El clásico del ascenso rosarino entre Argentino (salaítos) y Central Córdoba (charrúas) finalizó igualado sin goles en el estadio José Martín Olaeta. A pesar del marcador, ambos equipos mostraron vocación ofensiva, generaron situaciones de peligro y los arqueros Francisco Olivera y Matías Giroldi fueron figuras. Hubo dos expulsados: Renzo Altamura en el local y Theo Guiñazú en la visita.

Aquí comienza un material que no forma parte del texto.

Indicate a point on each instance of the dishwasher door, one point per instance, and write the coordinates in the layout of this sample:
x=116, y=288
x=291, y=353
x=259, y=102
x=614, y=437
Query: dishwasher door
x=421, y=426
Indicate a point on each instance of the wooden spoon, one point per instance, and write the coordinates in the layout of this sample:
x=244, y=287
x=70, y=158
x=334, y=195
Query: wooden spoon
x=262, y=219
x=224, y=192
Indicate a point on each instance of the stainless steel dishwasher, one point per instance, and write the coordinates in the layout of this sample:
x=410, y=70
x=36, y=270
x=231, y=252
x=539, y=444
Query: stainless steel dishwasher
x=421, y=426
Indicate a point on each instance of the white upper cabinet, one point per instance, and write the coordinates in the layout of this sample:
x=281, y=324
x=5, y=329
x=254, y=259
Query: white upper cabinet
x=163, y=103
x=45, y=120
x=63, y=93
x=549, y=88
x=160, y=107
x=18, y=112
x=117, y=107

La previa comenzó temprano en barrio Sarmiento, con hinchas locales congregándose desde la mañana en la esquina de Berón de Astrada y J. C. Paz, con bombos, banderas y comidas típicas. La hinchada visitante se reunió en el Gabino Sosa y luego partió hacia el estadio, con un fuerte operativo policial de Seguridad de Santa Fe.
Minutos antes del inicio, se registraron incidentes en ambos accesos. En el ingreso visitante, un grupo intentó entrar sin entradas, lo que generó disturbios con intervención de infantería. En el acceso local, también hubo forcejeos y corridas, con un saldo de lesionados y una persona hospitalizada. El árbitro demoró el inicio del partido hasta que se restableció la calma.
Una vez comenzado, el encuentro fue parejo y disputado, con un gol anulado, dos expulsados y destacadas actuaciones de los arqueros. Las hinchadas, separadas por el operativo de seguridad, vivieron el clásico con intensidad pero sin nuevos incidentes. En el balance, el partido fue una fiesta del fútbol del ascenso.